Quante volte abbiamo sentito dire che la pandemia sarà l’occasione per cambiare …con le dissertazioni degli esperti delle diverse discipline, con le parole di narratori e poeti.
Spesso siamo rimasti scettici.
Ma quando a dirlo è Edgar Morin, filosofo, antropologo, pedagogista, sociologo e molto altro, è possibile crederci. Perché ci si può fidare di un intellettuale che si è guadagnato l’appellativo di “Diderot del Novecento”.
Novantanove anni a luglio, una mente geniale sorretta da una profonda umanità; saggista instancabile, tra il 1967 e il 2006 ha prodotto in sei volumi un’enciclopedia dove affronta il pensiero complesso, con il coraggio di essere contro corrente in mezzo a una pletora di intellettuali semplificatori.
Un uomo speciale Morin, che ci racconta di sé a partire dalla propria nascita, un evento eccezionale.
La madre era destinata a non avere figli per i postumi dell’influenza spagnola: seri problemi cardiaci le vietavano gravidanza e parto. Quando rimase incinta fu condotta ad abortire ma il feto sopravvisse ai medicamenti della mammana.
Un inizio di esistenza, afferma Morin, da vero resiliente che ha avuto il dono di una lunga vita ormai vicina alla soglia del secolo.
La nostra società colpita dalla pandemia rischia una grande crisi sociale, politica ed economica ma da questa dura prova ne può uscire indebolita o rafforzata.
E solo cambiando strada ne potrà uscire rigenerata.
“Cambiamo strada” si intitola il suo ultimo saggio che raccoglie le 15 lezioni “del” (e non “sul”) coronavirus.
Dalla storia abbiamo imparato poco: ancora non abbiamo compreso la lezione che ci arriva dalla fine delle due rivoluzioni, quella sovietica e quella maoista, entrambe fallite senza aver prodotto profondi cambiamenti e senza aver liquidato le ingiustizie sociali.

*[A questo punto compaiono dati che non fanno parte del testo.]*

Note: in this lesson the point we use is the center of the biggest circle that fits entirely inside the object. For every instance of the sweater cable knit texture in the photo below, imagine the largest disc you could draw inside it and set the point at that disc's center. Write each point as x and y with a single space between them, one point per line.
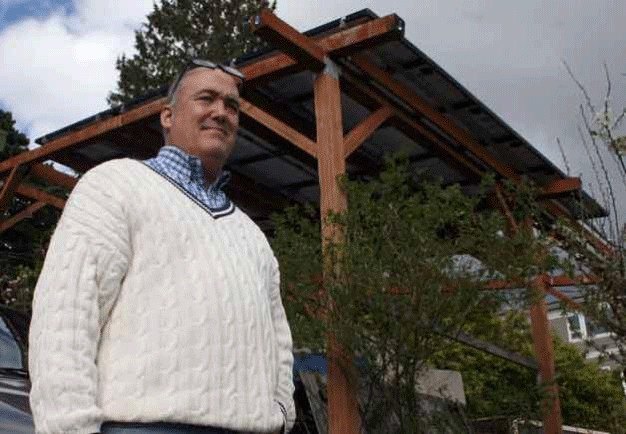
149 309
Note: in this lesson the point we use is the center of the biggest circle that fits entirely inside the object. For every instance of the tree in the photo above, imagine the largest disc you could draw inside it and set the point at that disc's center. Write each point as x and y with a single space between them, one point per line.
604 139
12 142
177 30
412 264
22 247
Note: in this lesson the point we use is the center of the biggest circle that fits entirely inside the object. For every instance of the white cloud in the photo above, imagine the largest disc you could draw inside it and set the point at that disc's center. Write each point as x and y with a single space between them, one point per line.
59 69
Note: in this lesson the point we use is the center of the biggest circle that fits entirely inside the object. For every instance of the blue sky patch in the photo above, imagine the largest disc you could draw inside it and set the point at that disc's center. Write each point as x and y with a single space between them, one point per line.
12 11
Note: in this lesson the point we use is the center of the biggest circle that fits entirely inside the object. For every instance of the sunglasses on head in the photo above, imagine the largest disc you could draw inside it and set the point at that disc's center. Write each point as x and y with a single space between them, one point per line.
201 63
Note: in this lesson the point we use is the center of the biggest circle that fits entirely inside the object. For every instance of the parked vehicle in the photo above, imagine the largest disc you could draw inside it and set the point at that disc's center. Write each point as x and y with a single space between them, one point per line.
15 415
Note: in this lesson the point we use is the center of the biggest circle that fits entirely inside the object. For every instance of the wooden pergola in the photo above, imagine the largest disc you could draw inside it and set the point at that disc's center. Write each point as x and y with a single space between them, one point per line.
319 105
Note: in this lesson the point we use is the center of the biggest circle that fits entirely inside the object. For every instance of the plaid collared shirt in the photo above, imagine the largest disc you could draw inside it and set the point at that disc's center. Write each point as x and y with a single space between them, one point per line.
185 172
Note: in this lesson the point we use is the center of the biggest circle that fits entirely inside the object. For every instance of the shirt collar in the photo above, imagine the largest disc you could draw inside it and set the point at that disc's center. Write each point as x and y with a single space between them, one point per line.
189 168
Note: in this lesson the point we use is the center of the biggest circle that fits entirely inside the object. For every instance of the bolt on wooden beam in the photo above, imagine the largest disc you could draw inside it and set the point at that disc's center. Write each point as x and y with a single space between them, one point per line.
287 39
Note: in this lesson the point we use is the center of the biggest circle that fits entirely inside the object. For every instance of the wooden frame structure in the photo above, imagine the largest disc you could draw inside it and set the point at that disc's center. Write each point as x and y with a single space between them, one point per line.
339 63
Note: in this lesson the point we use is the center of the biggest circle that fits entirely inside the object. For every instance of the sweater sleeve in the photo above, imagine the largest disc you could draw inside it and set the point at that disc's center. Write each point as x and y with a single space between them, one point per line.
82 273
285 387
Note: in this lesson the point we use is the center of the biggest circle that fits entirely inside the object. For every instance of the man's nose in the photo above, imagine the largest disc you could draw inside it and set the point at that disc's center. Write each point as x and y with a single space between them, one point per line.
219 108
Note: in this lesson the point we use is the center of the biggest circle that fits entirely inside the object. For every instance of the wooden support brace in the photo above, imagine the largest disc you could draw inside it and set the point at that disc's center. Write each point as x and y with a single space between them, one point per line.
365 129
289 40
544 351
343 410
48 173
462 136
276 125
504 208
41 196
344 42
560 187
10 185
357 90
587 279
90 131
26 213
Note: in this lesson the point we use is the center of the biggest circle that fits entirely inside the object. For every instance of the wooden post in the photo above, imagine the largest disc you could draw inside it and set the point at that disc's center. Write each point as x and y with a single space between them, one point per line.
544 352
343 412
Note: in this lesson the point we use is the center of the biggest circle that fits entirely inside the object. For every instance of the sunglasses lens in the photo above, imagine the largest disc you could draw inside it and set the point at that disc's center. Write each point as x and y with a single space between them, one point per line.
204 63
211 65
233 71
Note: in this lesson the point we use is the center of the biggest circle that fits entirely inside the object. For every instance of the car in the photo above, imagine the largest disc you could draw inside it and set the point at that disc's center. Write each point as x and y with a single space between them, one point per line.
15 414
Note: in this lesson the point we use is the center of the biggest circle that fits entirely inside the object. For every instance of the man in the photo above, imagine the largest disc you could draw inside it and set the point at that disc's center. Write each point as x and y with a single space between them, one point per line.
158 307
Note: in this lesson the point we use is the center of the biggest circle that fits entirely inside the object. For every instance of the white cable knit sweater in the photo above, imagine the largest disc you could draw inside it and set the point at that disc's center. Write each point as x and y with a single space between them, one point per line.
149 309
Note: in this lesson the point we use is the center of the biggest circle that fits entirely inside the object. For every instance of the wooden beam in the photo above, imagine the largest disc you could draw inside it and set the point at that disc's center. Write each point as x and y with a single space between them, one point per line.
47 173
41 196
277 126
365 129
560 187
10 185
557 281
343 42
287 39
544 351
363 36
552 281
74 138
412 128
25 213
492 349
446 125
504 208
343 410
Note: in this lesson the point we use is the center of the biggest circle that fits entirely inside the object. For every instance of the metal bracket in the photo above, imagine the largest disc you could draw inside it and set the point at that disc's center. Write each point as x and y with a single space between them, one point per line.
331 68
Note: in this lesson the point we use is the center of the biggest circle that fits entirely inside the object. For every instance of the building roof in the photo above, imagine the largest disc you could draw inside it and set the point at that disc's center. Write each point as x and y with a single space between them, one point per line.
269 161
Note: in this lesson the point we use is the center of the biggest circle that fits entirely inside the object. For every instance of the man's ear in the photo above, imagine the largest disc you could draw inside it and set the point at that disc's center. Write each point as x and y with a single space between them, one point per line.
166 117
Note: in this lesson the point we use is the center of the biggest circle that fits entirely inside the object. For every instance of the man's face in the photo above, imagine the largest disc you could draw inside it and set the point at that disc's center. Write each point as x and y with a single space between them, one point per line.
204 116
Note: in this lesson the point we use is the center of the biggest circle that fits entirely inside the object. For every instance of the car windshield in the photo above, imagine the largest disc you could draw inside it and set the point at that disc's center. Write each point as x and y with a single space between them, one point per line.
10 350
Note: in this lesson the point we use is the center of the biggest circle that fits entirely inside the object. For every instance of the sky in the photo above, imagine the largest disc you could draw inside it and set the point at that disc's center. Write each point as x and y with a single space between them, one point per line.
58 58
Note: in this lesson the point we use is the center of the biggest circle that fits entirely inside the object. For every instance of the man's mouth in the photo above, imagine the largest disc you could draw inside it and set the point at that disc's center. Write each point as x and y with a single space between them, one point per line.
214 128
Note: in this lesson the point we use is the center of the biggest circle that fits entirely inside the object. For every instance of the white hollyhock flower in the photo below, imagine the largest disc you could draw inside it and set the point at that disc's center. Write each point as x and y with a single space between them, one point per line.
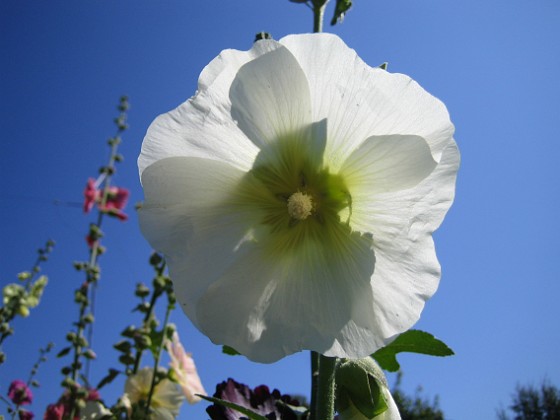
295 196
185 370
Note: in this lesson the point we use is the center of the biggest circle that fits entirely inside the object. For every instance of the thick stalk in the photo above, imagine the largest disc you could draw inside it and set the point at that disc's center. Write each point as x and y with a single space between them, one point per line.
156 362
318 14
314 381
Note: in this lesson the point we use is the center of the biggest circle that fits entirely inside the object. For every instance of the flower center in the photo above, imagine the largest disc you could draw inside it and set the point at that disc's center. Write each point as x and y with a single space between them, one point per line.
300 206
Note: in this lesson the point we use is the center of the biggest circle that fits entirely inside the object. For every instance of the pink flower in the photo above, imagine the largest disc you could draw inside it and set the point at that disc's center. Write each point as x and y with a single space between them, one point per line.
185 370
25 415
20 393
54 412
91 195
115 202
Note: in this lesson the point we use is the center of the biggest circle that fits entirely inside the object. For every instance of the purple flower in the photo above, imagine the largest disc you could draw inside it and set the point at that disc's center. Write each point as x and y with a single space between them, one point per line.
19 393
259 400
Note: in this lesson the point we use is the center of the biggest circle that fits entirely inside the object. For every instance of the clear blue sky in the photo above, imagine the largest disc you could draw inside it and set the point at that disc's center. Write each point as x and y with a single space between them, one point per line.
495 64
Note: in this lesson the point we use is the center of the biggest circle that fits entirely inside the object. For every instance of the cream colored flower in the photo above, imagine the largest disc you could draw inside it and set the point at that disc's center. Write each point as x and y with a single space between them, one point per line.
295 196
166 399
185 370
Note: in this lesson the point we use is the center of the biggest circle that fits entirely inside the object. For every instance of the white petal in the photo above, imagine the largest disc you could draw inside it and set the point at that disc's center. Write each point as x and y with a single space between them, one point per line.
270 97
407 271
274 306
203 126
359 101
387 163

Il loro lascito è una sorta di restaurazione i cui risultati ci appaio oggi nella loro drammaticità: una società tecno- economica fondata su un’insaziabile sete di profitto che assiste impotente alla rinascita dei nazionalismi e delle chiusure etniche e religiose.
Per salvarci non ci basterà diventare “verdi” e occuparci del degrado della biosfera e dell’impoverimento dell’ambiente. Serve integrare l’ecologia con la politica perché il processo diventi “ecopolitica” e conduca alla diminuzione delle diseguaglianze e alla regressione dell’ipercapitalismo.
Morin è ottimista ma senza minimizzare la pandemia in cui siamo immersi. Il virus è spiazzante, disorientante, ha colpito la vita di ognuno di noi insieme a quella del mondo intero.
Per cambiare strada dobbiamo accettare che la scienza non possiede verità assolute ma solo teorie che per loro natura creano conflitti e controversie.
Per cambiare strada si deve imparare a gestire i conflitti, a cooperare anziché a competere: la corsa al vaccino è l’esempio illuminante della necessità di condividere ogni passaggio.
Per cambiare strada bisogna reinventarsi, mettere in campo riforme economiche, sociali, personali ed etiche, convogliare gli sforzi che gli uomini di buona volontà stanno compiendo in diverse parti del mondo.
Il mondo è un luogo incerto per definizione, il futuro un’incognita, la vita un’avventura.
L’essere umano riconosca che è destinato a navigare in un oceano di incertezze rassegnandosi al fatto che ci sarà dato, di tanto in tanto, di posarci, e riposarci, su isole di certezze: questo è il destino dell’umanità.